In this case, it looks like the drug, which isn't identified in the report, might have come via a sealed box of Fixodent provided by a visitor, but we'll update you when and if the county completes further investigation into the incident.
(Original story 12/9/16): An inmate at the Cuyahoga County Jail overdosed last weekend, Scene has learned.
Few details beyond that are currently available.
Reached for comment, County spokesperson Mary Louise Madigan contacted the jail's wardens, who confirmed the incident, but said that the incident is currently an open investigation and involves medical information and thus couldn't release any more information.
Current stats on the number of overdoses in the jail in 2016 were also not immediately available from the county.
Earlier this year the family of Robert Sharp filed suit against the county and sheriff's department. The 36-year-old was an inmate at the county jail last year when he died of a heroin overdose. It was unclear how Sharp got the drugs into the facility but his family claims that jail officials were told by other inmates that Sharp had hidden heroin in his rectum. Staff did an X-ray, which didn't show anything peculiar, but didn't do a CT-scan, which would have showed if Sharp was hiding contraband in his rectum. The Medical Examiner found that the balloon holding the heroin ruptured and leaked into his bloodstream.
The lawsuit claimed staff "failed to institute adequate policies, procedures, customs, usages and protocols regarding identification, referral and treatment of inmates who use, take, ingest, or stuff heroin and are therefore at risk of overdosing."

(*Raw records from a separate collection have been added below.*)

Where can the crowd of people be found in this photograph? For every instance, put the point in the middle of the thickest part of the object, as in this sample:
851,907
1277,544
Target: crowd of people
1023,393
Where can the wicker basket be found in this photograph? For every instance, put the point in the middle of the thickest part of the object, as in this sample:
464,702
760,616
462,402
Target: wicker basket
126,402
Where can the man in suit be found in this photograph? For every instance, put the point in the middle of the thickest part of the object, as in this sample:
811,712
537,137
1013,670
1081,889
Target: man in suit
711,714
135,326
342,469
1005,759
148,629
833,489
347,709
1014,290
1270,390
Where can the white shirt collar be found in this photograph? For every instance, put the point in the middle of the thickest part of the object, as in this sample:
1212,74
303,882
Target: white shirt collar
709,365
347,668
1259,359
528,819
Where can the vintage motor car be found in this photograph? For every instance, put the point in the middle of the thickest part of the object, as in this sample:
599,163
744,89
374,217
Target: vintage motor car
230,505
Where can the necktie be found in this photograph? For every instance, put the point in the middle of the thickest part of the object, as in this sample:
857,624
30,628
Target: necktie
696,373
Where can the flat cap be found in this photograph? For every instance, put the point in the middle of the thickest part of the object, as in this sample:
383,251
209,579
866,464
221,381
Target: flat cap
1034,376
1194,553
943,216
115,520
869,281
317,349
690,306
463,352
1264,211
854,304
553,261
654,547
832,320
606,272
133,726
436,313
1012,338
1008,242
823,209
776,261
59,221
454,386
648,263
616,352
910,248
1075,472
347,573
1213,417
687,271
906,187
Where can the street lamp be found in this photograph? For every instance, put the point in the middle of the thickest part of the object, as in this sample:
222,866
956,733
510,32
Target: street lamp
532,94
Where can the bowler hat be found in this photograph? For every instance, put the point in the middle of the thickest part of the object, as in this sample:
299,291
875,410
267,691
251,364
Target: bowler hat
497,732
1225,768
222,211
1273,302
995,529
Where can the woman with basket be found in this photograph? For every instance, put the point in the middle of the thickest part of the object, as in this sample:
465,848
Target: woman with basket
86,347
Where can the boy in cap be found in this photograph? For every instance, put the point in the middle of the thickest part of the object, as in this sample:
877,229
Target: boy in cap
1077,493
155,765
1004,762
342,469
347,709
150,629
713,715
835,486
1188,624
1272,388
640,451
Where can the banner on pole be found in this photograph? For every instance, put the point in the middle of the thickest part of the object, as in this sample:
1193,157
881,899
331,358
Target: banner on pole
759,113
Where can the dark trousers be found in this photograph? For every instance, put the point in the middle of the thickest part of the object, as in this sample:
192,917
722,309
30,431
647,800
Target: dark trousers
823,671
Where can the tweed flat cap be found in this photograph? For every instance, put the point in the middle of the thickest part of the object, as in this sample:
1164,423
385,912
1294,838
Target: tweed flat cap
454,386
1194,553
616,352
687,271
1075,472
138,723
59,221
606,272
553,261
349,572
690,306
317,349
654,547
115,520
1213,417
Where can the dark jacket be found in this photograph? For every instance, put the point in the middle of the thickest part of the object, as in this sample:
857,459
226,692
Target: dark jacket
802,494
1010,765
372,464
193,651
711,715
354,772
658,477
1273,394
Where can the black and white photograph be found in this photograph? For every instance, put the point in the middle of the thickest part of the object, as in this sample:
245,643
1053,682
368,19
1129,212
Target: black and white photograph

Protocols and policies are in place at the jail to prevent contraband from entering the facility. For instance, the county installed a body scanner at the jail. From the sheriff's department website's summarization of modernizations and updates made in 2015:
To increase safety and security for both employees and inmates, the CCSD made substantial investments in technology. The most significant prevention initiative was the introduction of the Jails first whole body scanner. The state of the art scanner provides X-Ray quality images in less than 6 seconds. All inmates are scanned during the intake process as the first step in preventing contraband from entering the facility. To complement, a package/baggage scanner was installed in access to detect and deter contraband from entering through the main access point.
No word yet on what went wrong in the process that allowed the contraband to enter the facility in the first place or what failure in staffing or protocol prevented it from being found after.